A laser-loader cooking thermometer? Who needs one?

Infrared thermometers measure the surface temperature of an object. The hotter an object is, the more infrared energy it emits. The thermometers measure this radiation and convert it to a reading.

I checked out the Avanti infrared cooking thermometer ($70), which is simple to use: just point its red laser beam at your target, and pull the trigger for a read-out.

But remember that infrared thermometers only measure surface temperature. Don't expect them to tell you how hot it is inside the chook you're roasting – which is the key information you need.

However, they are useful for measuring the surface of a pizza cooking stone, the temperature of oil when shallow frying, or even soup if you pull up a ladle from the middle of the pot.

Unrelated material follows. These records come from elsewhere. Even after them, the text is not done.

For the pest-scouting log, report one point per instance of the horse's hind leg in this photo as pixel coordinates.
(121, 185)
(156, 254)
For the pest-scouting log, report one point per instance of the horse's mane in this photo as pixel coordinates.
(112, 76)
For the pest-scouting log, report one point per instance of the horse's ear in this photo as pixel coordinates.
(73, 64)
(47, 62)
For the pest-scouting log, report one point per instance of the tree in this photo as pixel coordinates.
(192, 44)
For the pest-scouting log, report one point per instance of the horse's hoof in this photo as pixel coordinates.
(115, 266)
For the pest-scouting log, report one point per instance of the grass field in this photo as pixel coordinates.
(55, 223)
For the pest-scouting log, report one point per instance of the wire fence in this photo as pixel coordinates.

Measuring the surface of a pan before cooking is helpful, but tricky with the Avanti, as the documentation says shiny or polished surfaces will produce inaccurate readings. But cast-iron pots and pans should be OK.

When I measured the temperature of a few liquids, including a cup of hot water and a saucepan of milky chai, there was a discrepancy of plus or minus 1 degree Celsius with my traditional thermometer.

The best thing about an infrared thermometer is that the read-out is instant; there's no waiting around for mercury to climb to its destination.

The Avanti also has a handy button for switching from Celsius to Fahrenheit.

Safety is an issue. I almost did a Get Smart and started to turn the laser towards my eyes to check if it was working. Keep it away from children who could be attracted to its gun-like shape, complete with trigger handle.